Stem cell treatment may lead to cure for AIDS

AN American man is still HIV-free more than three years after receiving a stem cell transplant, suggesting the first-ever cure of the virus that causes AIDS.

But while the highly risky technique used on the man known as the ‘Berlin Patient‘ would not work for most of the 33 million people with HIV worldwide, scientists say the research shows important progress toward a universal cure.

“Our results strongly suggest that cure of HIV has been achieved in this patient,” said the study in the journal Blood, a publication of the American Society of Haematology.

The process began in 2006 when 44-year-old American Timothy Ray Brown, who had been HIV positive for more than a decade, sought treatment for acute myeloid leukaemia, a lethal blood cancer.

After a first round of chemotherapy failed, his German doctor, Gero Hutter, thought he would see if he could perform a bone marrow transplant using a donor with a rare genetic mutation that is naturally resistant to HIV.
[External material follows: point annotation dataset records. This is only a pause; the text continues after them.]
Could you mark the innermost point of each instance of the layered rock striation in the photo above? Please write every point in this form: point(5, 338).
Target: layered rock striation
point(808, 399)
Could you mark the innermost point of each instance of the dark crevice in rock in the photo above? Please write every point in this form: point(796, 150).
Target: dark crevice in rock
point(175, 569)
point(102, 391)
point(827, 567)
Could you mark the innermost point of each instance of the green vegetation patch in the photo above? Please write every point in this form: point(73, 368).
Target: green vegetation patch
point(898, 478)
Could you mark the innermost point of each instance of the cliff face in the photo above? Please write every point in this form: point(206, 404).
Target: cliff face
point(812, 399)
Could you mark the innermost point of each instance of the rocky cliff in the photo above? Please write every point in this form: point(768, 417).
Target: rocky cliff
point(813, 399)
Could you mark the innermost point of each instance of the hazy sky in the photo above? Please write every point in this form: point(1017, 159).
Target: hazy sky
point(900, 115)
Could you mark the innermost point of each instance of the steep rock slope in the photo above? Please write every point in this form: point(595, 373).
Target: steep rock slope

About one in 100 Caucasian people, or 1% of the population, have the mutation, known as Delta 32, that prevents the protein CCR5 from appearing on the cell surface.

Since HIV enters the cell through CCR5 molecules, when they are absent HIV cannot penetrate.

After rejecting dozens of potential donors, Hutter found a match and performed the bone marrow transplant using stem cells from the HIV-resistant donor in February 2007.

Hutter’s first study, published last year, showed no sign HIV had re-emerged even though the patient had ceased anti-retroviral therapy to suppress HIV.

The latest findings show Brown still shows no trace of either the AIDS-causing virus or leukaemia.

But because Brown’s ordeal left him temporarily unable to walk or talk and statistics showing around 30% of patients do not survive bone marrow transplants, AIDS experts sounded a note of caution.

“I think we need a lot more research to try to replicate this without putting a patient’s life in danger,” said Karen Tashima, director of the HIV clinical trials programme at The Miriam Hospital in Rhode Island.

“Since we have good anti-retroviral therapy that can control the virus, it would be unethical to give somebody such an extreme treatment.”